Meta-learning-based domain adaptation for melody extraction

When: Wednesday, September 25, 2024, 11:00 AM - 12:00 PM
Where: GC205, Graduate Centre Building

Speaker: Kavya Ranjan Saxena

Abstract: The task of extracting the dominant pitch from polyphonic audio is crucial in the music information retrieval field. A substantial amount of labelled audio data is required to effectively train the machine learning models to perform the task. Generally, the traditional models trained on audios of one domain, i.e., source, may not accurately extract pitch from audios of different domains, i.e., target. To boost the performance, the models are adapted on minimal labelled data from the target domain, a method known as the supervised domain adaptation.
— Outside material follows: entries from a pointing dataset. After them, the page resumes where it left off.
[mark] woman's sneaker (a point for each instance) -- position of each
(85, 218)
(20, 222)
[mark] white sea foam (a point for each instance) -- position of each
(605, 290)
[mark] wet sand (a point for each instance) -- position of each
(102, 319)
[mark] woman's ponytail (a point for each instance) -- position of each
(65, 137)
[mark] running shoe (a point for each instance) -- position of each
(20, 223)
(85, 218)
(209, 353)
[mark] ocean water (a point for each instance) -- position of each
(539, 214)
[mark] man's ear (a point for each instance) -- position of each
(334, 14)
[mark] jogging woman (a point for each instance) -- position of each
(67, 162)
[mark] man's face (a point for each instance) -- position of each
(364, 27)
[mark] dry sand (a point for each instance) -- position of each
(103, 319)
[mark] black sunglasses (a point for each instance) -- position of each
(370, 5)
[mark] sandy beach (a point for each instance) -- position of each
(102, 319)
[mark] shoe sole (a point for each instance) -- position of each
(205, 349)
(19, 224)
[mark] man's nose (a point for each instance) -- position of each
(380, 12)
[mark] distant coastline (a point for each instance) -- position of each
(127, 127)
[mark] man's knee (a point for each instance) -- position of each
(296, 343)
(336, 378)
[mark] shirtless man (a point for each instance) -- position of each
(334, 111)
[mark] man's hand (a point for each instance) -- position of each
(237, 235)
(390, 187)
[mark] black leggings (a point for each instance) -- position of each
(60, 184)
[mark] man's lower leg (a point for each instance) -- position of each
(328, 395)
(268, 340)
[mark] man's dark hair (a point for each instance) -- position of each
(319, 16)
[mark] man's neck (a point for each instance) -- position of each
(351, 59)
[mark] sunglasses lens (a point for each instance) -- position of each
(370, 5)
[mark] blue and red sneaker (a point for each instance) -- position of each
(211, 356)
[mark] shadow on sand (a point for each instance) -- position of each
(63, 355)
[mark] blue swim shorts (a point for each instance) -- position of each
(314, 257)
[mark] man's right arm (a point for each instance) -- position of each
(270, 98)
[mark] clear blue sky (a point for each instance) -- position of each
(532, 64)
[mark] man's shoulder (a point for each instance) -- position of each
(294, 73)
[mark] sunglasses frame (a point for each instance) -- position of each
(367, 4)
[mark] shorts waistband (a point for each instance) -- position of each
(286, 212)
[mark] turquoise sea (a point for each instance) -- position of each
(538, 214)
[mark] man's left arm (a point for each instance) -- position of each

We use the meta-learning algorithm as the supervised domain adaptation method for the task of melody extraction, by proposing a novel weighting technique to handle the class imbalance when adapting to a few audios in the target domain. Further, this method can be extended as an efficient interactive melody extraction method based on active adaptation. This method selects the regions in the target audio that require human annotation using a confidence criterion based on normalized true class probability. The annotations are used by the model to adapt itself to the target domain using meta-learning. The meta-learning-based domain adaptation method is model-agnostic and can be applied to other non-adaptive melody extraction models to boost their performance.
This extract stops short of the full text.